Gazze’ye el koyup Batılı elitler için tatil köyü yapmaya karar veren Trump, Netanyahu ile yaptığı görüşmeden sonra Gazze’deki Filistinlileri de buradan sürüp, komşu ülkelere dağıtma planını açıklamıştı.
Arap ülkelerinden Trump’ın ayağına ilk giden ise Ürdün Kralı II. Abdullah oldu. Trump, Ürdün Kralı ile yaptığı görüşmeden sonra da yine “Gazze’yi devralacaklarını ve buranın ABD’nin yetkisinde olacağını” söyledi.
Ürdün Kralı ise Trump’ı “bölgeye istikrar, barış ve refah getirebilecek biri” olarak tanımladı, “Bölgede barış ve refaha ulaşmanın bir yolu olduğuna inanıyorum ve bu hedeflere ulaşmasında Trump’ı destekleyeceğiz” dedi.
Bu açıklama tek bir anlama geliyor; Ürdün, Filistin için hiçbir şey yapmayacak.
Keza, Ürdün Dışişleri Bakanı da zevahiri kurtarmak için yaptığı “Trump’ın planına karşı çıktık” açıklamasında Filistinlilerin yerlerinden edilmeyeceği bir inşa sürecinden yana olduklarını söylüyordu.
Ürdün, Filistinlilerin sürgün edilmesi planlanan ülkelerden biri. Aynı zamanda Arap ülkesi olduğu için de Filistinlilerin yerleştirilmesi için en uygun yerlerden biri olarak düşünülebilir. Ama gelin görün ki, Ürdün bu konuda hiç de istekli değil.
Bakan bu yaklaşımı da şöyle ifade etmiş; “Filistin Filistinlilerindir, Ürdün de Ürdünlülerindir!”
Ürdün Dışişleri Bakanı’nın açıklamasını okuduktan sonra insan keşke bizde de devleti yönetenlerden biri çıkıp “Türkiye Türklerindir” diyebilse diye düşünüyor.

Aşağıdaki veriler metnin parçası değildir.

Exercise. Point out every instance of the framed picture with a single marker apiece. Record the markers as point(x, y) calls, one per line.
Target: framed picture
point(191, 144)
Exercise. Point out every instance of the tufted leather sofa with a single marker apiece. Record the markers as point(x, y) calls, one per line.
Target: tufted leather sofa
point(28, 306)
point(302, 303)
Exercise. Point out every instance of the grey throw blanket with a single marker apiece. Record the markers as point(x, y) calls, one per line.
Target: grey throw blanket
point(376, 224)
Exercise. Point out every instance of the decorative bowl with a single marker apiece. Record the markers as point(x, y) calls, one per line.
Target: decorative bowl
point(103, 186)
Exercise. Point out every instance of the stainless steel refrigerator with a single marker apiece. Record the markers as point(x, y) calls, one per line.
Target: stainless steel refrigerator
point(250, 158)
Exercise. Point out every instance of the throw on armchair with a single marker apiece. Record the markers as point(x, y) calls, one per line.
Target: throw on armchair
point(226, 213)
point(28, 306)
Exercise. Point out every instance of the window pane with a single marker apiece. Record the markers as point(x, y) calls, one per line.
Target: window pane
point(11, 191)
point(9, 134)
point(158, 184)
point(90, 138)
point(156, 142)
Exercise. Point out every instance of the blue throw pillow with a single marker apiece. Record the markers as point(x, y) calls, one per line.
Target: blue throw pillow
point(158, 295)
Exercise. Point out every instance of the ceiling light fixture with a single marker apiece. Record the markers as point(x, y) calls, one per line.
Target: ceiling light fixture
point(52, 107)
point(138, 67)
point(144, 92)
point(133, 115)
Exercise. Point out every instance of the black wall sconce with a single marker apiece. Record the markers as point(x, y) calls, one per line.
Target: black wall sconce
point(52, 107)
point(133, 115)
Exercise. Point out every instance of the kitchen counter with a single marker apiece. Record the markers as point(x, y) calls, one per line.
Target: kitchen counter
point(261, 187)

Ama işin Ürdün açısından başka bir boyutu daha var.
Önce bir hatırlatma…
***
Hamas’ın 7 Ekim 2023 günü İsrail’e yaptığı saldırının ardından başlayan İsrail saldırılarından tam 5 gün sonra, 12 Ekim 2023’te, Genel Yayın Yönetmenimiz Ali Özsoy, AKP, ABD ve İsrail arasında Gazzeli sığınmacılar için pazarlığın başladığını yazdı (https://www.turksolu.com.tr/akp-abd-israil-gazze-siginmacilari-icin-pazarliga-basladi/).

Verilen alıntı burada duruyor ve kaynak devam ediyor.